Я боялась спросить его об отце, но вид, тревога Николая Николаевича сказали мне все. Я почувствовала, что смерть уже шагнула в наш дом. Был четвертый день! Мать попросила поставить глубокое кресло у кровати отца и в нем пробыла ос­тальные двое суток, не спуская с него глаз. Она не плакала, она окаменела. На пятый день Николай Николаевич сказал мне:

— Пойдем к тебе. Плачь, девочка, тебе будет легче, давай вместе поплачем, — глаза его были пол­ны слез. — Будь готова, у отца пневмония в полном развитии, страшно ослабело сердце, а у жалкой ме­дицины нет средств, у жалкого доктора нет умения, нет знаний! Поздно! Зачем только я поехал в Мос­кву, если бы я был дома, этого бы не случилось.

Я была потрясена видом Николая Николаевича, а главное, всем сказанным. Боже мой, как он любил отца, не меньше чем я, если не больше. Когда много позднее я узнала об их многолетней дружбе, нет, больше — братстве (они никогда не расставались), я поняла, что я теряю отца, а Николай Николаевич — друга и брата. Николай Николаевич не стыдился ни своих слез, ни своего отчаяния. И, странная вещь, сознание, что я страдаю не одна, его горе об­легчало мое, мы утешали друг друга.

Отец уже сутки не приходил в сознание. Мы все четверо не покидали его ни на минуту. Николай Ни­колаевич насильно нас кормил по очереди, поил или давал успокоительное. На шестой день к вечеру отца не стало.

Я многое выпустила, я не в силах писать, толь­ко скажу, что отец в бреду звал мать «моя девочка», или «Николай, обещай, не забудь», или «Елизавета Николаевна, не покидайте их». Когда к нему воз­вращалось сознание, взгляд его останавливался по очереди на каждом из нас, и каждому он силился что-то сказать.

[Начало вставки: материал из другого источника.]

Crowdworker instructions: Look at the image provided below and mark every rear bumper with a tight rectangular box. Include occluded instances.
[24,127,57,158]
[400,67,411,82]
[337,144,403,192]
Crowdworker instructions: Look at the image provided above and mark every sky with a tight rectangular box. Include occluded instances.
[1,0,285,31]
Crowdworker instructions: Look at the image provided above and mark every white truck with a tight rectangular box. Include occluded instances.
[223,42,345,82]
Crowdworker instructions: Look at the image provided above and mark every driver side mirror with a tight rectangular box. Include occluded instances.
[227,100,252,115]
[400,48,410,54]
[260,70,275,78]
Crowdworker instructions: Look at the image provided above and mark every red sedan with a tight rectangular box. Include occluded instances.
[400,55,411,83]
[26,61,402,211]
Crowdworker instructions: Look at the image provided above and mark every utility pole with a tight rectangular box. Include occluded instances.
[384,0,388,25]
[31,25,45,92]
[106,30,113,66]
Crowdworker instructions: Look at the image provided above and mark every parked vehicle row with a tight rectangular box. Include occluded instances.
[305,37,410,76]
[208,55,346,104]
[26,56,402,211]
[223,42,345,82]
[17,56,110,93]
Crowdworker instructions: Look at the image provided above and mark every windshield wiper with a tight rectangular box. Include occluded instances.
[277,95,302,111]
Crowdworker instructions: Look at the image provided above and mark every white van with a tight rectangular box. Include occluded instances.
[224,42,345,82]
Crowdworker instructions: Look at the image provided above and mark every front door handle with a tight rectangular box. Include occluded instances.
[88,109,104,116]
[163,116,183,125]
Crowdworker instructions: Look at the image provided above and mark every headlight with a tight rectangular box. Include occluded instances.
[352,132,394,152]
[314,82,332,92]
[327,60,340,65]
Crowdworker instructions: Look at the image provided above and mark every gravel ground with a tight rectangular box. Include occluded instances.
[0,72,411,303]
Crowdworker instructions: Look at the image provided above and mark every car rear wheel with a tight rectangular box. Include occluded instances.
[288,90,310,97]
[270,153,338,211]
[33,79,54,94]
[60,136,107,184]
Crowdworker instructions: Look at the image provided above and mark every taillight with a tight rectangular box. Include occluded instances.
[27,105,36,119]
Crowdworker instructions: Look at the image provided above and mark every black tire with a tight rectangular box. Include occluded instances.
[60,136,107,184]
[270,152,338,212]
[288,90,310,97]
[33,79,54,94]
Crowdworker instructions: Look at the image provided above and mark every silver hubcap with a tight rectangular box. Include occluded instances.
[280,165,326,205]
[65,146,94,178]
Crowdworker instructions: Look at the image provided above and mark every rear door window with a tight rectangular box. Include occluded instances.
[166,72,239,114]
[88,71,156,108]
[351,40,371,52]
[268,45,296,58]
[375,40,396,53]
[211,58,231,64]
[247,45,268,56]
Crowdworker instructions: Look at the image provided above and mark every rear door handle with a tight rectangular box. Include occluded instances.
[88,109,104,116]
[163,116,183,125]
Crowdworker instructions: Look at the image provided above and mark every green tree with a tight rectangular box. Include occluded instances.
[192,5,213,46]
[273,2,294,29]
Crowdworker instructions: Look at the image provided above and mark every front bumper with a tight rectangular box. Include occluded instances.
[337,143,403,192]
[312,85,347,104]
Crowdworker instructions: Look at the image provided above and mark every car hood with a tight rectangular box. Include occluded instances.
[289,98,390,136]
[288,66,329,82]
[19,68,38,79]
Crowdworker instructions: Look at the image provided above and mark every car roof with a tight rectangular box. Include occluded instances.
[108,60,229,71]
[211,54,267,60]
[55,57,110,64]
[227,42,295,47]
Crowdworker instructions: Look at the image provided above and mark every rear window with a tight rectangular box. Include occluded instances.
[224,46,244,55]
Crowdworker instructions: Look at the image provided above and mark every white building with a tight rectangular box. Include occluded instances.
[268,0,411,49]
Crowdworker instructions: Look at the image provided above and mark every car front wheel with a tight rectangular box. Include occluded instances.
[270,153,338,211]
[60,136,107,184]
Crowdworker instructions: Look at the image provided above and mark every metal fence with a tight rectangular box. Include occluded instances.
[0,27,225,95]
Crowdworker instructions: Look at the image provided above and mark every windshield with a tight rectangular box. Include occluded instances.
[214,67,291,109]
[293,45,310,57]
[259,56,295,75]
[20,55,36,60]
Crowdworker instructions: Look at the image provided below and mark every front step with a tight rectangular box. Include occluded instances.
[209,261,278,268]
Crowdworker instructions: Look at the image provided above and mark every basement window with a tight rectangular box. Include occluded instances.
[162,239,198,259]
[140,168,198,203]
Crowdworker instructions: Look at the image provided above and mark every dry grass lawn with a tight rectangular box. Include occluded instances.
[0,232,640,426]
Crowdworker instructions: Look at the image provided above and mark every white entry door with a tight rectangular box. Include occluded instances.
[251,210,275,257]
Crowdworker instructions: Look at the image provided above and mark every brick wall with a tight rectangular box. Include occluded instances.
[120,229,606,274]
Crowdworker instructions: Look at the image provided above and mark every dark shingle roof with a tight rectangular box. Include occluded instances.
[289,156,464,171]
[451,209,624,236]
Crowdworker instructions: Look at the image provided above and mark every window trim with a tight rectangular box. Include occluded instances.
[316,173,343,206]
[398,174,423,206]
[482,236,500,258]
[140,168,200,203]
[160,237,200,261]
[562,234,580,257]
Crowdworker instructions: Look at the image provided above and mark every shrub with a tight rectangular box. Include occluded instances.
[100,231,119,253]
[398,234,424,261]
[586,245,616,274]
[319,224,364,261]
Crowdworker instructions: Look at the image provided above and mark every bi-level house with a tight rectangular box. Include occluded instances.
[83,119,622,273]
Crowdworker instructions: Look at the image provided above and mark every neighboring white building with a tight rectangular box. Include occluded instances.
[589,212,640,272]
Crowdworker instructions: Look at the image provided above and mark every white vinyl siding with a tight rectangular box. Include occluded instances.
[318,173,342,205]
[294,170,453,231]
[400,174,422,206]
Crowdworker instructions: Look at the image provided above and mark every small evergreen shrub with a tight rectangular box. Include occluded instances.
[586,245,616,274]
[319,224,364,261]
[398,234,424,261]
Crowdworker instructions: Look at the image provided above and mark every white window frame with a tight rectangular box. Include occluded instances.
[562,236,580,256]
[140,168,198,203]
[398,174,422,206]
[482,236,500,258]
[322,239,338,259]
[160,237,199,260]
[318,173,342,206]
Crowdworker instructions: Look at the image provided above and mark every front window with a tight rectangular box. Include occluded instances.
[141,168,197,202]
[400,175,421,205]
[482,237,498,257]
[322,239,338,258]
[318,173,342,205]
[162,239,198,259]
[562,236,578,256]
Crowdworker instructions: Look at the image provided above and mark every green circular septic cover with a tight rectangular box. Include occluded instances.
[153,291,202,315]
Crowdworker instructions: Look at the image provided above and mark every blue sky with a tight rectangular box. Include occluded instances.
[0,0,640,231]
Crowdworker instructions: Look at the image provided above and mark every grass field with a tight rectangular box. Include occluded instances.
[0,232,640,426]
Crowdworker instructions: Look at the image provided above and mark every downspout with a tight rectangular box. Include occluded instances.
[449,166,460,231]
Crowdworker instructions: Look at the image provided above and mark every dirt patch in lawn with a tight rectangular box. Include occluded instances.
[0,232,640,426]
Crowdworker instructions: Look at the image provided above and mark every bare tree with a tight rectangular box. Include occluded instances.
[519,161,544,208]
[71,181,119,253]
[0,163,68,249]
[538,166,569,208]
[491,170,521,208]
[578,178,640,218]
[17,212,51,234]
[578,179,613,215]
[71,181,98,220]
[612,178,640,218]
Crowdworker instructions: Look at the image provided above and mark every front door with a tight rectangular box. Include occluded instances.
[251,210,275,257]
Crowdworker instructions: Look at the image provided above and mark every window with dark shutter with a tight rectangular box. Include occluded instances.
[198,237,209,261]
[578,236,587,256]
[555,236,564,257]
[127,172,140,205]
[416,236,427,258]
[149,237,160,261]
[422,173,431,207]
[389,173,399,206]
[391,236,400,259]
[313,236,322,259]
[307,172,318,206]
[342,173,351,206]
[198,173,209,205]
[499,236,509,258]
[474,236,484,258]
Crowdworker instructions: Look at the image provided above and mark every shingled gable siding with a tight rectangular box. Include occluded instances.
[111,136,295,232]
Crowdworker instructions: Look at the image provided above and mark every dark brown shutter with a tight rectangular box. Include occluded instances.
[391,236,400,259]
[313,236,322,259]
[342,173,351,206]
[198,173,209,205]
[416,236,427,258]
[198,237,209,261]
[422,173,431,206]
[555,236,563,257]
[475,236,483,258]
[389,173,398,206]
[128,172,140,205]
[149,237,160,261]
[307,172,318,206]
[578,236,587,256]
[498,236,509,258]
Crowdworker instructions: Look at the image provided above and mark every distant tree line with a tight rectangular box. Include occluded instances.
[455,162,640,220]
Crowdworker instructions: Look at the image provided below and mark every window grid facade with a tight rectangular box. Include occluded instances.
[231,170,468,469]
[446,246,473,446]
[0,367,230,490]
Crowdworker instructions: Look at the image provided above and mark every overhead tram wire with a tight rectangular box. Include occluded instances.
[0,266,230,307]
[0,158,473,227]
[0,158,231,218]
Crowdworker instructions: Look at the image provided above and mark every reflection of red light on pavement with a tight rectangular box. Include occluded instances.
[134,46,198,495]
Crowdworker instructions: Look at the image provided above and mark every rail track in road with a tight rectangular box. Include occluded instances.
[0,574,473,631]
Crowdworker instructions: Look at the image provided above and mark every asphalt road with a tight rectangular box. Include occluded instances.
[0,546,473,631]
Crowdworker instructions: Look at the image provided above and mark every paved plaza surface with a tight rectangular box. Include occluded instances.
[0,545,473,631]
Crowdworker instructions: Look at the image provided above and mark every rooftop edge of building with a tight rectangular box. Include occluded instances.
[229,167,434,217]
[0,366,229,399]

Нет, нет, довольно, пусть все это лежит на дне души и не подымается наверх.

* * *

После смерти отца, Николай Николаевич пере­ехал в наш дом, и если не заполнил полностью «до­рогого», все же мы, три женщины, может быть и не одинаково, но чувствовали некоторую опору в его лице, а главное — мы любили его, он был наш, свой, родной. Его присутствие казалось даже необходи­мым, действовало успокаивающе, и острота случив­шегося как-то смягчалась.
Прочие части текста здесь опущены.